Missing Health Data ImputationMedical professionals analysing electronic health data often have to deal with data sets that are incomplete. If this data is not handled correctly it can result in negative outcomes such as bias, complications and ultimately invalid conclusions.
March 2018 – February 2019
Medical professionals analysing electronic health data often have to deal with data sets that are incomplete. If this data is not handled correctly it can result in negative outcomes such as bias, complications and ultimately invalid conclusions.
Finding ways to deal with missing data is at the heart of the project Value added by Multiple Imputation on Real World Datasets led by Jiunn Howe Lee and University of Auckland Professor Thomas Lumley. The team is investigating the use of a technique known as Multiple Imputation (MI), which has been around for over three decades, but which is being re-imagined in light of advances in machine learning.
Until now the adoption of MI as a method has been relatively low, and this is probably due to a couple of reasons – it is perceived to be too complex, and a lot of researchers are not aware of it and/or the dangers of not handling missing data correctly.
This research evaluates MI techniques and their impact on prediction models. It is compares three methods in particular – the classical MI based model called MICE, which is based on chained equations; missRanger, a modern machine learning-based MI using chained tree ensembles; and MIDAS, another modern MI approach, this time using denoising autoencoders based on neural networks.
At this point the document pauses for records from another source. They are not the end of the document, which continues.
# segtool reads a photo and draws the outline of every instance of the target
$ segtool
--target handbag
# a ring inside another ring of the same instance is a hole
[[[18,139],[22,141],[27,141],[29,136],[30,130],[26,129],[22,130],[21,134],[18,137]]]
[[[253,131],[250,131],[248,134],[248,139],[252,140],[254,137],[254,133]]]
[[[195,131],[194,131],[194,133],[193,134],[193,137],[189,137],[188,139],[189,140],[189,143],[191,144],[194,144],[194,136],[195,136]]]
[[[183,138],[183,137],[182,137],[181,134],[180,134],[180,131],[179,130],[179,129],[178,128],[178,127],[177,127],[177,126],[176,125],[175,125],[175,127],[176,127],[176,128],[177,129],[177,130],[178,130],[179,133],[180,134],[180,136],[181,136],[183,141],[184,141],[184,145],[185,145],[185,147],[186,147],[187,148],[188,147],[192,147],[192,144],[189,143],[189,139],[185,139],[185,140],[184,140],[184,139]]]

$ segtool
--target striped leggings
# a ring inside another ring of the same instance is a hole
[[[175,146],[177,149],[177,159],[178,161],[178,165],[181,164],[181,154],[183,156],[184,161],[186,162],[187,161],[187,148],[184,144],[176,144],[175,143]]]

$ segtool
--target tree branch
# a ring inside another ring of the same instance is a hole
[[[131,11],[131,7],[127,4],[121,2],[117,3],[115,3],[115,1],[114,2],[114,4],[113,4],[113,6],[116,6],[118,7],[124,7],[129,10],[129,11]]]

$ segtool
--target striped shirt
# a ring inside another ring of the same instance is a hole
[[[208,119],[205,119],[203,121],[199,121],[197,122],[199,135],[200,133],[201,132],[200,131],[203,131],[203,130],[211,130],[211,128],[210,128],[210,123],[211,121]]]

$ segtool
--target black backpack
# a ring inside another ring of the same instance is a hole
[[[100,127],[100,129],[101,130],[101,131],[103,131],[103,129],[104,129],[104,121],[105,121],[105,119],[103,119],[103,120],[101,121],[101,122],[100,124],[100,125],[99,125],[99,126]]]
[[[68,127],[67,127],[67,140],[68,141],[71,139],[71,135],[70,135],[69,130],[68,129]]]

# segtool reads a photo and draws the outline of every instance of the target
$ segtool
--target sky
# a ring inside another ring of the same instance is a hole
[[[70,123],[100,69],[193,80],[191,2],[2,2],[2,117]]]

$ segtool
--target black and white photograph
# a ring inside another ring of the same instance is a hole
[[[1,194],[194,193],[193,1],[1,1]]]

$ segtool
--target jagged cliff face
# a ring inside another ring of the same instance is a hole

For those not familiar with the various machine learning methods it may be easier to think about the desired outcomes of the research, it will:
- evaluate the impact of MI on prediction models,
- evaluate more modern machine learning MI approaches against traditional methods, and
- explore what machine learning brings to the table, especially in terms of scalability, and ease of configurability.
Projects such as this illustrate that healthcare is increasingly becoming a mathematical science, particularly in the field of research. But if the supposition is proven correct, then the benefits can be measured in better health outcomes for all citizens, particularly those from minority populations where datasets are smaller and as a result are more prone to suffer from data quality issues.